The world is becoming increasingly impersonal.

We’re becoming more connected through social media, virtually, but less connected in person, in reality.

The retreat of personal relationships is the product of an unbecoming impulse: a deep-seated selfishness.

True friendships are demanding. Personal encounters are time-consuming. Face-to-face communication can be exhausting.

Our growing social isolation is a consequence of self-preservation.

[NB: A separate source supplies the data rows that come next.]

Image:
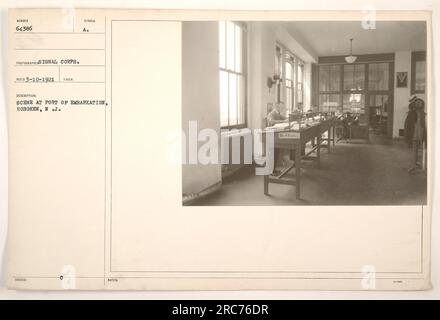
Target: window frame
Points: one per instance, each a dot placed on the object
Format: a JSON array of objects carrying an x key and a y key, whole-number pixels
[
  {"x": 282, "y": 86},
  {"x": 243, "y": 73}
]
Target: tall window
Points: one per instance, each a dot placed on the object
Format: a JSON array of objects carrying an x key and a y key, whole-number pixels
[
  {"x": 289, "y": 79},
  {"x": 232, "y": 75},
  {"x": 418, "y": 72},
  {"x": 329, "y": 88},
  {"x": 291, "y": 69},
  {"x": 362, "y": 88},
  {"x": 354, "y": 88},
  {"x": 300, "y": 86}
]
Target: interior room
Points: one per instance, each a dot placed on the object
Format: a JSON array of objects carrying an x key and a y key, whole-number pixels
[{"x": 345, "y": 102}]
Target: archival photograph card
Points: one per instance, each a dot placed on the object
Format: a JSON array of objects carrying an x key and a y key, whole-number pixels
[{"x": 219, "y": 150}]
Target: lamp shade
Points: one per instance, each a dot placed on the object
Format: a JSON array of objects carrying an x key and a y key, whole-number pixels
[{"x": 350, "y": 59}]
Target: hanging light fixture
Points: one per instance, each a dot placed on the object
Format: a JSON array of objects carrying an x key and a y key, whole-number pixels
[{"x": 351, "y": 58}]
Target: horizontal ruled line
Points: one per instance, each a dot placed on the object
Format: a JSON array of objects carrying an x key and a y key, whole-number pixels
[
  {"x": 42, "y": 82},
  {"x": 24, "y": 32}
]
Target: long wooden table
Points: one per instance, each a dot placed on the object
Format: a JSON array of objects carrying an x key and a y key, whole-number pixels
[{"x": 294, "y": 141}]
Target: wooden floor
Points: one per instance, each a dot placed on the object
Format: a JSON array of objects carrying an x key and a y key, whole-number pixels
[{"x": 355, "y": 173}]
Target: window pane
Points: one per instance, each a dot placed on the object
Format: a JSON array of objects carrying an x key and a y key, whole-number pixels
[
  {"x": 420, "y": 75},
  {"x": 289, "y": 98},
  {"x": 330, "y": 103},
  {"x": 324, "y": 75},
  {"x": 223, "y": 98},
  {"x": 278, "y": 65},
  {"x": 359, "y": 79},
  {"x": 222, "y": 44},
  {"x": 238, "y": 49},
  {"x": 378, "y": 76},
  {"x": 241, "y": 99},
  {"x": 300, "y": 72},
  {"x": 348, "y": 77},
  {"x": 379, "y": 105},
  {"x": 230, "y": 45},
  {"x": 288, "y": 67},
  {"x": 354, "y": 77},
  {"x": 233, "y": 100},
  {"x": 354, "y": 103},
  {"x": 329, "y": 78}
]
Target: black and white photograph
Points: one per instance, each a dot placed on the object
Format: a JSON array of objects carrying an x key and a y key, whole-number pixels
[{"x": 304, "y": 113}]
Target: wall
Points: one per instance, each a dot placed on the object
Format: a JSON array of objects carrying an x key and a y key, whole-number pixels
[
  {"x": 200, "y": 96},
  {"x": 263, "y": 37},
  {"x": 402, "y": 63}
]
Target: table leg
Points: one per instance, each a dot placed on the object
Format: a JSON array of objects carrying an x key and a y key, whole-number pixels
[{"x": 297, "y": 172}]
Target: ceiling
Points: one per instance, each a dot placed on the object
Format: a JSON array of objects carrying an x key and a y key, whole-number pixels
[{"x": 332, "y": 38}]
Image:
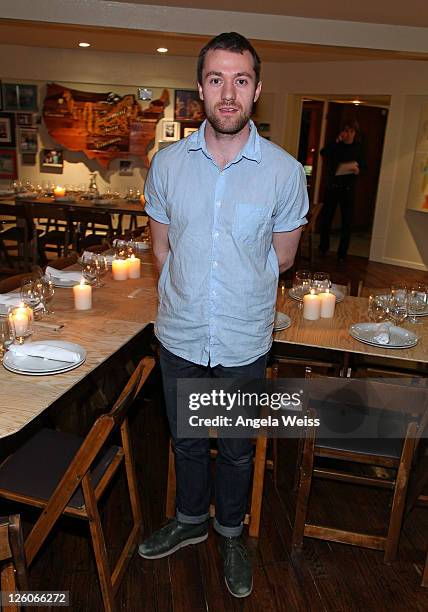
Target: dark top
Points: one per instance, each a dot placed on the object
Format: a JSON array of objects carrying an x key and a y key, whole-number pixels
[{"x": 337, "y": 153}]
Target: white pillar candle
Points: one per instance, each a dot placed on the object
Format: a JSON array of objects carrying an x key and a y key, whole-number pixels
[
  {"x": 328, "y": 303},
  {"x": 20, "y": 319},
  {"x": 311, "y": 306},
  {"x": 119, "y": 268},
  {"x": 82, "y": 296},
  {"x": 59, "y": 192},
  {"x": 134, "y": 267}
]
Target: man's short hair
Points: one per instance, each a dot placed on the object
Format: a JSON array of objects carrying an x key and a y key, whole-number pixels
[{"x": 229, "y": 41}]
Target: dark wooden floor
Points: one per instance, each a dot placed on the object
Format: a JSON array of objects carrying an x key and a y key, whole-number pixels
[{"x": 322, "y": 577}]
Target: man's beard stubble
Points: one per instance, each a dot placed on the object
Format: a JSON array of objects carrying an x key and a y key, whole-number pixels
[{"x": 231, "y": 125}]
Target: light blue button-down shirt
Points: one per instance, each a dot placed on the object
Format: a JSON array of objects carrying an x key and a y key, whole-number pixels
[{"x": 217, "y": 289}]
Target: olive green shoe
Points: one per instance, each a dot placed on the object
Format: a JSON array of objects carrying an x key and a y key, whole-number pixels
[
  {"x": 238, "y": 573},
  {"x": 170, "y": 538}
]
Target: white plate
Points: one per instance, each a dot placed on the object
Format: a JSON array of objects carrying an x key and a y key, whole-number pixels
[
  {"x": 35, "y": 366},
  {"x": 296, "y": 294},
  {"x": 282, "y": 321},
  {"x": 398, "y": 337}
]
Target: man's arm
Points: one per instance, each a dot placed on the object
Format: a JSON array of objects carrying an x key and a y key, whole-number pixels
[
  {"x": 285, "y": 245},
  {"x": 160, "y": 242}
]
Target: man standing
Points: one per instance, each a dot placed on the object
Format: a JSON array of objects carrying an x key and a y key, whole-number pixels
[
  {"x": 226, "y": 209},
  {"x": 345, "y": 158}
]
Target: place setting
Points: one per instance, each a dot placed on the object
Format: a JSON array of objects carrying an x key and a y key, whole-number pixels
[
  {"x": 305, "y": 281},
  {"x": 387, "y": 311}
]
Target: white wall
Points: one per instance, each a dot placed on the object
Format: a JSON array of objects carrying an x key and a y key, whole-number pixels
[{"x": 397, "y": 233}]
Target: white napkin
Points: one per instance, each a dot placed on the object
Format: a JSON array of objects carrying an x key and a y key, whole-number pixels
[
  {"x": 382, "y": 333},
  {"x": 63, "y": 275},
  {"x": 108, "y": 257},
  {"x": 10, "y": 299},
  {"x": 47, "y": 351}
]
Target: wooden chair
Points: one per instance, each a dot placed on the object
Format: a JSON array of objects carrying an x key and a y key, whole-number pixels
[
  {"x": 13, "y": 282},
  {"x": 57, "y": 233},
  {"x": 365, "y": 402},
  {"x": 425, "y": 574},
  {"x": 252, "y": 518},
  {"x": 91, "y": 228},
  {"x": 12, "y": 557},
  {"x": 16, "y": 234},
  {"x": 64, "y": 474},
  {"x": 63, "y": 262}
]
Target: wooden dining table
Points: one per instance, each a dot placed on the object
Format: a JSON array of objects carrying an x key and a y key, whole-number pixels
[
  {"x": 333, "y": 334},
  {"x": 120, "y": 311}
]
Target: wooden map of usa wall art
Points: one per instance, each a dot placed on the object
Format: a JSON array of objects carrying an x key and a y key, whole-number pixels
[{"x": 103, "y": 126}]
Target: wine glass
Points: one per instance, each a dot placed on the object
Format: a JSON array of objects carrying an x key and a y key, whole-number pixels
[
  {"x": 397, "y": 307},
  {"x": 48, "y": 291},
  {"x": 31, "y": 293},
  {"x": 101, "y": 269},
  {"x": 378, "y": 307},
  {"x": 417, "y": 302},
  {"x": 89, "y": 268},
  {"x": 302, "y": 282},
  {"x": 6, "y": 335},
  {"x": 321, "y": 281}
]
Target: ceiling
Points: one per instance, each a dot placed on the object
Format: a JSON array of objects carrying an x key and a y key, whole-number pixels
[
  {"x": 60, "y": 36},
  {"x": 408, "y": 13}
]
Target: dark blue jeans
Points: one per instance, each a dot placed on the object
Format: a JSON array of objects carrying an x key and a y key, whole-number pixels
[{"x": 234, "y": 462}]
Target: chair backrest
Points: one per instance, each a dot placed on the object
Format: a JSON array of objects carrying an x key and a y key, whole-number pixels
[
  {"x": 13, "y": 282},
  {"x": 63, "y": 262},
  {"x": 85, "y": 456},
  {"x": 12, "y": 551}
]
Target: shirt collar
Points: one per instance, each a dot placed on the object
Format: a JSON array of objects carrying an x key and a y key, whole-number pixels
[{"x": 251, "y": 149}]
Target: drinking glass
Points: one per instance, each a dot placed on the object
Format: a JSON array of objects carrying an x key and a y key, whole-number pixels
[
  {"x": 302, "y": 282},
  {"x": 378, "y": 307},
  {"x": 397, "y": 307},
  {"x": 121, "y": 249},
  {"x": 31, "y": 293},
  {"x": 417, "y": 302},
  {"x": 48, "y": 291},
  {"x": 101, "y": 269},
  {"x": 320, "y": 281},
  {"x": 89, "y": 267},
  {"x": 6, "y": 335}
]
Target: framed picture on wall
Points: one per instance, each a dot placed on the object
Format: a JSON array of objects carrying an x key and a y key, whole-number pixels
[
  {"x": 24, "y": 119},
  {"x": 188, "y": 106},
  {"x": 19, "y": 97},
  {"x": 188, "y": 128},
  {"x": 7, "y": 129},
  {"x": 51, "y": 158},
  {"x": 8, "y": 167},
  {"x": 170, "y": 130},
  {"x": 27, "y": 140}
]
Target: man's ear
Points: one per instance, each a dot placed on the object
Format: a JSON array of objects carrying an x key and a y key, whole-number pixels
[{"x": 257, "y": 92}]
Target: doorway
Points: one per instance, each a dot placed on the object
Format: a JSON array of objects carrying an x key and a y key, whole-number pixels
[{"x": 314, "y": 132}]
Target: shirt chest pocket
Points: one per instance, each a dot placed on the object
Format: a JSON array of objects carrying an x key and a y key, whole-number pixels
[{"x": 249, "y": 222}]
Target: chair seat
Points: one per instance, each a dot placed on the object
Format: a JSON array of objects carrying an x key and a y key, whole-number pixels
[
  {"x": 373, "y": 431},
  {"x": 36, "y": 468}
]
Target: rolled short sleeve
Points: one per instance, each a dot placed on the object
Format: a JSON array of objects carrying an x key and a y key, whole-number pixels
[
  {"x": 293, "y": 205},
  {"x": 154, "y": 193}
]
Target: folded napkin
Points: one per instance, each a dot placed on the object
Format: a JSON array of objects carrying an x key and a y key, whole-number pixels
[
  {"x": 108, "y": 257},
  {"x": 63, "y": 275},
  {"x": 47, "y": 351},
  {"x": 381, "y": 333},
  {"x": 10, "y": 299}
]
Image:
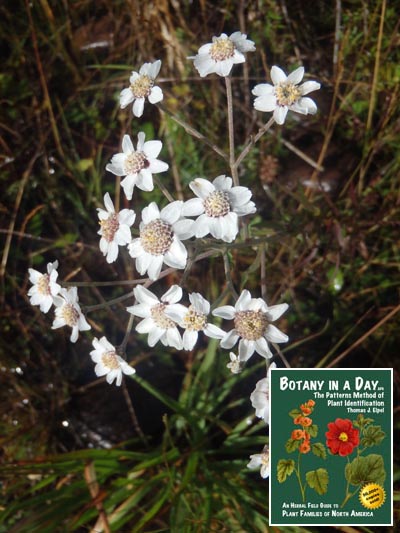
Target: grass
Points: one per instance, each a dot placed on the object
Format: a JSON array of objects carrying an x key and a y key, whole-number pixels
[{"x": 168, "y": 452}]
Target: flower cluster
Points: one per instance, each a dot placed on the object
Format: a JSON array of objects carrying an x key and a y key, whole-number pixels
[
  {"x": 342, "y": 437},
  {"x": 303, "y": 420},
  {"x": 215, "y": 210}
]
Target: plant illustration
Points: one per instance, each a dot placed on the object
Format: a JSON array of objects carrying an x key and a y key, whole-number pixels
[
  {"x": 343, "y": 438},
  {"x": 301, "y": 441}
]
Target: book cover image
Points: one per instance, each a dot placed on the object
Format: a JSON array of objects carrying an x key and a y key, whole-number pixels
[{"x": 330, "y": 447}]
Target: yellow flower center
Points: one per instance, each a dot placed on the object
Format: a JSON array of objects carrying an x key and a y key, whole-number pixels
[
  {"x": 159, "y": 317},
  {"x": 222, "y": 48},
  {"x": 135, "y": 162},
  {"x": 287, "y": 93},
  {"x": 217, "y": 204},
  {"x": 70, "y": 315},
  {"x": 142, "y": 86},
  {"x": 156, "y": 237},
  {"x": 109, "y": 360},
  {"x": 194, "y": 321},
  {"x": 109, "y": 227},
  {"x": 250, "y": 325}
]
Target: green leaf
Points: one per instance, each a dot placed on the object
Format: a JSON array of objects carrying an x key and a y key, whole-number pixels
[
  {"x": 372, "y": 436},
  {"x": 318, "y": 480},
  {"x": 292, "y": 445},
  {"x": 319, "y": 450},
  {"x": 368, "y": 469},
  {"x": 313, "y": 430},
  {"x": 284, "y": 469}
]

A prescient Fyodor Dostoevsky, writing in nineteenth-century Russia, had this same diagnosis. Listen to his critique of modernity:

‘Everyone now strives most of all to separate his person from others, wishing to experience the fullness of life within himself, and yet what comes of all his efforts is not the fullness of life but full suicide, for instead of the fullness of self-definition, he falls into complete isolation. For all men in our age are separated into units, each seeks seclusion in his own hole, each withdraws from the others, hides himself, and hides what he has, and ends by pushing himself away from people and pushing people away from himself.’

‘He accumulates wealth in solitude, thinking: how strong, how secure I am now; and does not see, madman as he is, that the more he accumulates, the more he sinks into suicidal impotence. For he is accustomed to relying on himself, he has separated his unit from the whole, he has accustomed his soul to not believing in people’s help, in people or in mankind, and now only trembles lest his money and his acquired privileges perish.’

How discordant this is with the picture which emerges when we consider the triune God in relation – whose earthly spokesman, Jesus Christ, championed a different view, a perspective saturated in personal engagement:

‘A new commandment I give to you, that you love one another: just as I have loved you, you also are to love one another. By this all people will know that you are my disciples, if you have love for one another.’